Much is said about the need for a “just transition”. However, one of the clearest lessons from the Dialogue was how rarely we interrogate what “just” really means and, more importantly, what it truly demands. Too often, it is treated as a moral ideal or policy afterthought when in reality, it is a fiercely contested, politically charged and context-dependent issue that shapes policy across the board. For some, justice means secure jobs and livelihoods. For others, it means energy sovereignty, historical redress, or not being left behind. A truly just transition, therefore, demands deeper listening, sharper foresight and a shift in how climate priorities are framed—and by whom. Until those questions are asked (and answered) explicitly, the promise of justice risks remaining aspirational, rather than actionable.

Collaboration must be honest and adaptive

The global imperative to decarbonise does not neatly align with Africa’s development trajectories. Pretending it does is neither strategic nor sustainable. 

Africa’s energy landscape is marked by a stark paradox of immense energy potential against a reality of stark energy poverty among its rapidly growing population. Without systemic and coordinated interventions, up to 615 million Africans could still be without electricity by 2043. 

 

Europe’s push for rapid decarbonisation is equally uncompromising. However, its leadership in climate diplomacy is not without internal contradictions. Europe faces strategic dependencies on imported critical minerals, fragile energy supply chains and rising political pressure to shield its green industries. These pressures expose the limits of its climate leverage and complicate its efforts to lead globally while maintaining domestic consensus. 
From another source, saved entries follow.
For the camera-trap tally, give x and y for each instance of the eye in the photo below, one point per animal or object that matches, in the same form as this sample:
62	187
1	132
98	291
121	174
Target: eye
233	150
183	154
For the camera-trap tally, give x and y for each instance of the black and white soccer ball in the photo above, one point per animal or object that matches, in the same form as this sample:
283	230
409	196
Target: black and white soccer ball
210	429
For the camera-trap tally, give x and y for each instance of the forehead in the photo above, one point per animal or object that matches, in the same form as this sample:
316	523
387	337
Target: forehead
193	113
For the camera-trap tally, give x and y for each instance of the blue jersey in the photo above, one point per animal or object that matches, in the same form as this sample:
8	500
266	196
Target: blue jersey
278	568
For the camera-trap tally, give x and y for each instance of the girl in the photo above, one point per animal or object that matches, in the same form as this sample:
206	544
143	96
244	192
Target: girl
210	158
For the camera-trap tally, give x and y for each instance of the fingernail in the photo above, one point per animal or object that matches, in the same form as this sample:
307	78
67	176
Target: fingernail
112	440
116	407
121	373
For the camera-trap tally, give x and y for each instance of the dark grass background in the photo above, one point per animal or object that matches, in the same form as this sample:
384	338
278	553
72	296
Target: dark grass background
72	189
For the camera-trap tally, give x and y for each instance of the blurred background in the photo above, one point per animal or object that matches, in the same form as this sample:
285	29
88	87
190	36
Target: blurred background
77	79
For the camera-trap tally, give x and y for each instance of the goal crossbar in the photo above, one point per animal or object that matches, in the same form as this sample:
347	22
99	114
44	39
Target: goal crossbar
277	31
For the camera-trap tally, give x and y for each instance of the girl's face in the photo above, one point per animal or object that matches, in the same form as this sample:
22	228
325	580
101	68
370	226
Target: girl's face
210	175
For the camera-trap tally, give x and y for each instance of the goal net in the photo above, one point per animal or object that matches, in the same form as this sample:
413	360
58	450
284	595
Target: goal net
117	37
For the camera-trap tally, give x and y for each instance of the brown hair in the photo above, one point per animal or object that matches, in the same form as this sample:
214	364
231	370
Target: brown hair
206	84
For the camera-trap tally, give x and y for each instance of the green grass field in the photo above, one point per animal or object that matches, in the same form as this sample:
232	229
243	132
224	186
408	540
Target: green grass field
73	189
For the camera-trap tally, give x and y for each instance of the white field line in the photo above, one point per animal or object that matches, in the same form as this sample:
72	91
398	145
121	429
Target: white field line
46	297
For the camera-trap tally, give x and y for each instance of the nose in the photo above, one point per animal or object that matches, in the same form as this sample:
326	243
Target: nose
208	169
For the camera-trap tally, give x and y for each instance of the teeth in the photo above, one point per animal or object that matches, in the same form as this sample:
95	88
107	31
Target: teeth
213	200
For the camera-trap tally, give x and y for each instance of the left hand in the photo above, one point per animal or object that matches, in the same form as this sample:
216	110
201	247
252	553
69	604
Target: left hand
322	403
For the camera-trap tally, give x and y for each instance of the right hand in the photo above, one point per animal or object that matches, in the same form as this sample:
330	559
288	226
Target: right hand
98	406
Africa’s development needs are urgent and non-negotiable. Europe’s net-zero ambitions are resolute but increasingly vulnerable. Bridging these imperatives requires a new era of climate diplomacy. Collaboration cannot mean that Africa adapts to Europe’s pace; it must mean redefining engagement rules altogether toward equity. The Dialogue made clear that meaningful collaboration requires confronting these tensions head-on. Progress will not come from harmonised talking points but ongoing, sometimes uncomfortable, conversations.

Worldviews shape systems, and outcomes

Building on extensive forecasts and modelling, the workshop utilised participatory foresight methods to reveal the cultural narratives and underlying assumptions influencing policy decisions. It demonstrated how prevailing beliefs, such as “growth equals progress” and “technology will save us,” can obscure systemic risks and perpetuate existing inequalities under new disguises. Unpacking these mental models is essential if we are serious about transforming, not just tweaking, our climate and energy systems.

Without imagination, diplomacy recycles the past

Climate diplomacy needs to be as creative as the challenges it confronts. Without space for imagination and honest exchange, diplomacy risks becoming performative, repeating the gestures of cooperation while sidestepping the deeper fractures that stall progress. Imagination here is not utopian. It is strategic. It expands the field of what is politically and economically possible, particularly for African states navigating the twin imperatives of development and decarbonisation. By shifting the question from “what must Africa do?” to “what have we learnt and what futures can we shape together?”, radically different futures surfaced. For example, participants reframed climate mitigation as elite enforcement to being a development catalyst, turning carbon levies and green funds into engines for green industrial hubs and skills incubators. They also imagined diverting a share of emissions-tax revenues into a ‘climate recovery fund’, providing rapid financing for communities hit by extreme weather and rebuilding resilient infrastructure.

In a world of competing crises, perhaps the most strategic act is to slow down, listen and engage with intent. Climate diplomacy is about more than energy and carbon—it is about narratives, partnerships and the courage to imagine and build better futures.

In a world of competing crises, perhaps the most strategic act is to slow down, listen and engage with intent

The Futures Dialogue did not solve the climate crisis. But it proved something more fundamental: that when you create a structured space for tension, creativity and honest exchange, diplomacy becomes a tool for transformation. You do not only talk about the future, you begin to build it. 

As the African Union claims its seat at the G20 and the COP30 looms, there is a chance to redefine global engagement terms and align who defines success, who speaks first and who gets heard.